If you’re still reading after that then perhaps I have some things to share after all. Now let me impart my wisdom.

  1. Respect your elders – There is a lot to be learned by those that have gone through it. The things that elder women and men can tell you are truly worth learning from so that you can navigate your own path.
  2. Music is important – It’s more important than just something to dance to. It can rise you up when you’re down, set the mood, and even help you heal. It has become, for me, something that reconnects me to the loved ones I’ve lost and to happier times.
  3. The meaning of life has to be overcoming things – We all have survived something, whether we realize it or not. That thing could be something simple or something complex, but we made it through the other side and we overcame it. If there is a meaning to life, for me, it has to be overcoming things. Learning from them is a bonus.
  4. Trust your gut – Life experience sticks with you in the form of a ‘gut feeling’. Whether you got that experience on the street, the classroom, or listening to the adults and elders in your life your gut will help steer you in the right direction most of the time, it has for me at least.
  5. Embrace the suck – For those I’ve shared my stories on my abusive sibling, almost dying at their hands twice, and still being the person I am I’ve been asked if I could change anything about my life would I? The assumed answer has always been that I would erase all the abuse so that it never happened. I wouldn’t. Yes, my abuse sucked. It hurts me in invisible ways even to this day, but I wouldn’t remove it from my life. It was something I overcame, survived, and without having dealt with the cards life gave to me I wouldn’t be the person I am typing right now. I’m strong. I’m smart. I’ve based decision-making on the ‘sucky things’ I’ve dealt with. It didn’t consume me fully it became lessons.
  6. Love, fully, and without regret – Don’t hold back when you feel for someone. Love can be risky, but fully be in the moment of it.

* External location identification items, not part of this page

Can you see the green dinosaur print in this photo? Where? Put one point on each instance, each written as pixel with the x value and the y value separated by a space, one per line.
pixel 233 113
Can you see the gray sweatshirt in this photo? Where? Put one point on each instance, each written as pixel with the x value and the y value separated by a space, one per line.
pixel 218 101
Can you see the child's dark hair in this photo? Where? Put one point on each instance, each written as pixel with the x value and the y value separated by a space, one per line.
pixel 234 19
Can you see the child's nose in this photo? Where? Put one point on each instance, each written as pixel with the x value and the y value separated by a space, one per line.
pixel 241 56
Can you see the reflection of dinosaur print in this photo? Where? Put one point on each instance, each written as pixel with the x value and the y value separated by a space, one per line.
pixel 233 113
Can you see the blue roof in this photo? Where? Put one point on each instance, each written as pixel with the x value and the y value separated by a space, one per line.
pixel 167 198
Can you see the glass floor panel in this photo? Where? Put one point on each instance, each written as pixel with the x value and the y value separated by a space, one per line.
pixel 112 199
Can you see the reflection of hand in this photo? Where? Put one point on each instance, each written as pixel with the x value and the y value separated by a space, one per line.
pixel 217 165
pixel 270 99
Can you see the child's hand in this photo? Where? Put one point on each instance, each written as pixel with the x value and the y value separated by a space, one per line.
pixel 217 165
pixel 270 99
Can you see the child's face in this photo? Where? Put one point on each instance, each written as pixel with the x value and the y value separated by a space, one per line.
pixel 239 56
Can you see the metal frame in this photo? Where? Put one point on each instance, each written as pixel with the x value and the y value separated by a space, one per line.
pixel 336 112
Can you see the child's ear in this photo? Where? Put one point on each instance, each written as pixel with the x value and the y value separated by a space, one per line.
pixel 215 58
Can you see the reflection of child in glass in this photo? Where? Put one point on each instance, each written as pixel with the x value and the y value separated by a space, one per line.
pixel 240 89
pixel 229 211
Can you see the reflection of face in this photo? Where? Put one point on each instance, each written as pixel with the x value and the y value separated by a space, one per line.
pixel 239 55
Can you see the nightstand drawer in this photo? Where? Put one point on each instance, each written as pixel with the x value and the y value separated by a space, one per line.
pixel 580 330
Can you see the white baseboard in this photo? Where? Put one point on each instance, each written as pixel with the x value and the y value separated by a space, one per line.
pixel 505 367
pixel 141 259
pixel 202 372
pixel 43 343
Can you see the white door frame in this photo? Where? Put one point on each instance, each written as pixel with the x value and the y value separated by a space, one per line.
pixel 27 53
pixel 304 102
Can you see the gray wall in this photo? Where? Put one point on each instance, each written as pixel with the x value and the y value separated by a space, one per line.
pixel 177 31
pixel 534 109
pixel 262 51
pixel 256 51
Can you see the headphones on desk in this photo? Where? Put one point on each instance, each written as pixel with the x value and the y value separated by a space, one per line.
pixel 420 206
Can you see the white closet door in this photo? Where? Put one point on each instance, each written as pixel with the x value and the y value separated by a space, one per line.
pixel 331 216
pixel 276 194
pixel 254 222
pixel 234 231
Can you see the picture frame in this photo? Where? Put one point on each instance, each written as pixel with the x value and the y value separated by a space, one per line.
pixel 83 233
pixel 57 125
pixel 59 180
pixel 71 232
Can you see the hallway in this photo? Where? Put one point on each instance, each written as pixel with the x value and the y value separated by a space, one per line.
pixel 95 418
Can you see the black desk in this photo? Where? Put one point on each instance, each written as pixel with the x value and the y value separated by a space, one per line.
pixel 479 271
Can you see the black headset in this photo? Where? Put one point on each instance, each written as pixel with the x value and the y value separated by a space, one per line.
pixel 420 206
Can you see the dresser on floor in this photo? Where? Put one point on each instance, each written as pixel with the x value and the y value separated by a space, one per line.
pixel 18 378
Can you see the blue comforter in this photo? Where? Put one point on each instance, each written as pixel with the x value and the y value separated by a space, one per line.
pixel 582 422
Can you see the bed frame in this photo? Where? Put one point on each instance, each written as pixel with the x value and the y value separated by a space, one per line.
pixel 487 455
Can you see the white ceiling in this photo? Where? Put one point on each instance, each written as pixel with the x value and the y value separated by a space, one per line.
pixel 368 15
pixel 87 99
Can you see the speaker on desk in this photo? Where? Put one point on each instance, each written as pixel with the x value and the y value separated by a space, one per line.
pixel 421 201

  7. Enjoy the small things – I’ve learned that even the small things will stick with you. I will remember the first time I kissed my husband, falling over, and him laughing at me right after for the rest of my life. At the time it was an embarrassing situation, but it has become a small happy moment. It was the moment that I realized I felt more for this person than I had previously thought. I still enjoy the memory of my child giving me flowers he picked for the first time. (He doesn’t know it, but I still have one of them saved.)
  8. Go boldly forward – Wake every morning grateful, but also step forward boldly and conquer it. You may not be given the day after so everyday must be treated as if it is a gift, because it is.
  9. Pay your bills and prioritize needs and wants – This lesson came after a winter without electricity. No, it wasn’t me that didn’t pay my bills. I paid the bill and got the electric on though. I’m currently not comfortable enough to go into this too much, but it really happened when I was a teenager and it really sucked.
  10. Enjoy your youth – I laugh with my oldest friend now how as a kid we wanted to be 16 to drive, 18 to be considered an adult, and 21 to drink. With all that we thought we’d be more ‘adult’ that way, but all it did was tick away years we didn’t realize we would miss later on. You’re a child for a shorter amount of time than you are an adult. Being a adult sucks, is hard, but if you are smart about it, enjoy the small things, and love fully you’ll be alright.

I’m still pretty young, I don’t feel it, but I know it. I’m sure I’ll have a lot more to learn about life, but these ten things are what I’ve learned so far.